I remember an important lesson emerging from some work I did with a company that makes products used during construction of large infrastructure projects – roads, railways, telecoms installations and the like. The project had two objectives. The core objective was to help introduce a structured, repeatable process for innovation. The second was to use this introduction to find a “breakthrough innovation” that they could bring quickly to market.
These objectives are pretty common in our work and we planned to follow a tried and trusted method involving clarifying the mission, gathering brain fuel, assembling a diverse team for brainstorming, going through a filtering and selection process, and then putting an innovation team to work on exploring the favoured ideas.
This was all fine until we got to the filtering and selection stage of this project. It became clear that the vast majority of the ideas put forward were aimed at trying to introduce something very new and different in terms of functionality – product ideas that were intended to do something that wasn’t yet being done. This meant that the ideas had many uncertainties in terms of customer desirability, technical feasibility, and financial viability. It was during this discussion that it became clear that the senior team weren’t really up for breakthrough innovation in this sense – despite what they had said at the project outset! Not only that but the realisation dawned that with so many uncertainties it was unlikely that any of the ideas before us could be brought to market quickly.
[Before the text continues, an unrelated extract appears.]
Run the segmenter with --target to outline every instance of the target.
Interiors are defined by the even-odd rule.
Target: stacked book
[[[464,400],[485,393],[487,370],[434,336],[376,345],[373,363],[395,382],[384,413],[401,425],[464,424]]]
Thankfully, however, we did have one interesting idea that was about adapting an existing product so that it could be delivered off-the-shelf, rather than with the four-week lead-time that was currently the norm for their customers. To be clear, the product did nothing different in terms of its function. The innovation was in determining new ways of working on-site and in the factory that enabled next-day delivery – a huge advantage in the marketplace. This idea was much easier for the senior team to support (many fewer uncertainties) and led to the product being highly sought after by all leading industry distributors.